Lindsey Graham and Democratic Challenger in Statistical Tie for Senate Seat

Republican Sen. Lindsey Graham and the Democratic challenger for his South Carolina seat, Jaime Harrison, are statistically tied with three months to go until election day, a new poll has found.

The battleground state survey released by Morning Consult on Tuesday found that Graham led Harrison by 1 percentage point, putting his slim lead within the survey's margin of error.

Independent voters in the state backed Graham over Harrison by a margin of 4 percentage points, again putting the challenger within the poll's margin of error, meaning he could still overtake the incumbent among swing voters.

Morning Consult pollsters also found South Carolina Democrats were more enthusiastic about their candidate that their GOP counterparts.

Ninety percent of state Democrats said they would vote for Harrison, while 81 percent of Republicans said the same of Graham.
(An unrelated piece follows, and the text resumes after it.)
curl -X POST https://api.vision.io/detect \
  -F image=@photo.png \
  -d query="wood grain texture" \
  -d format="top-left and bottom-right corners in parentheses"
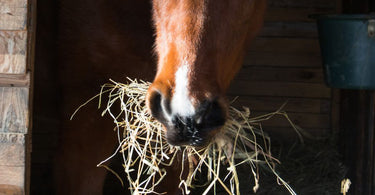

A further 9 percent of South Carolina Republicans said they didn't know who they would be voting for in November as a combined 10 percent said they would be voting for Harrison or a third party candidate.

President Donald Trump was also found to be more popular in the Palmetto State than Graham, with 49 percent of likely state voters telling pollsters they would vote for Trump while 44 percent opted for Biden.

The commander in chief was also supported by 92 percent of state GOP voters, putting his party popularity score 11 points ahead of Graham's, despite their close relations in Washington, D.C.

Morning Consult surveyed 741 likely voters in South Carolina for its latest battleground state poll. Its margin of error stands at 4 percentage points.

Senator Lindsey Graham
Lindsey Graham questions Mike Pompeo during a Senate Foreign Relations committee hearing on the State Department's 2021 budget on July 30, 2020. Jim Lo Scalzo-Pool/Getty Images

The new South Carolina poll results were released after two July polls found Graham leading Harrison by more convincing margins.

One ALG Research survey from July 26 found Graham ahead by 4 percentage points, while another poll from Gravis Marketing found the incumbent had a 7-point lead over his challenger.

Harrison has outperformed Graham in recent fundraising hauls, and almost doubled the donations bagged by the incumbent's re-election campaign in the second quarter of this year. The Democratic challenger raked in almost $14 million, while Graham raised around $8.4 million in the three months between April and June.

In the first three months of the year, Harrison outraised the GOP senator by a little under $2 million.

Cook Political Report analysts still favor Graham's chances of winning the Senate race, rating the contest as a "likely" victory for the incumbent.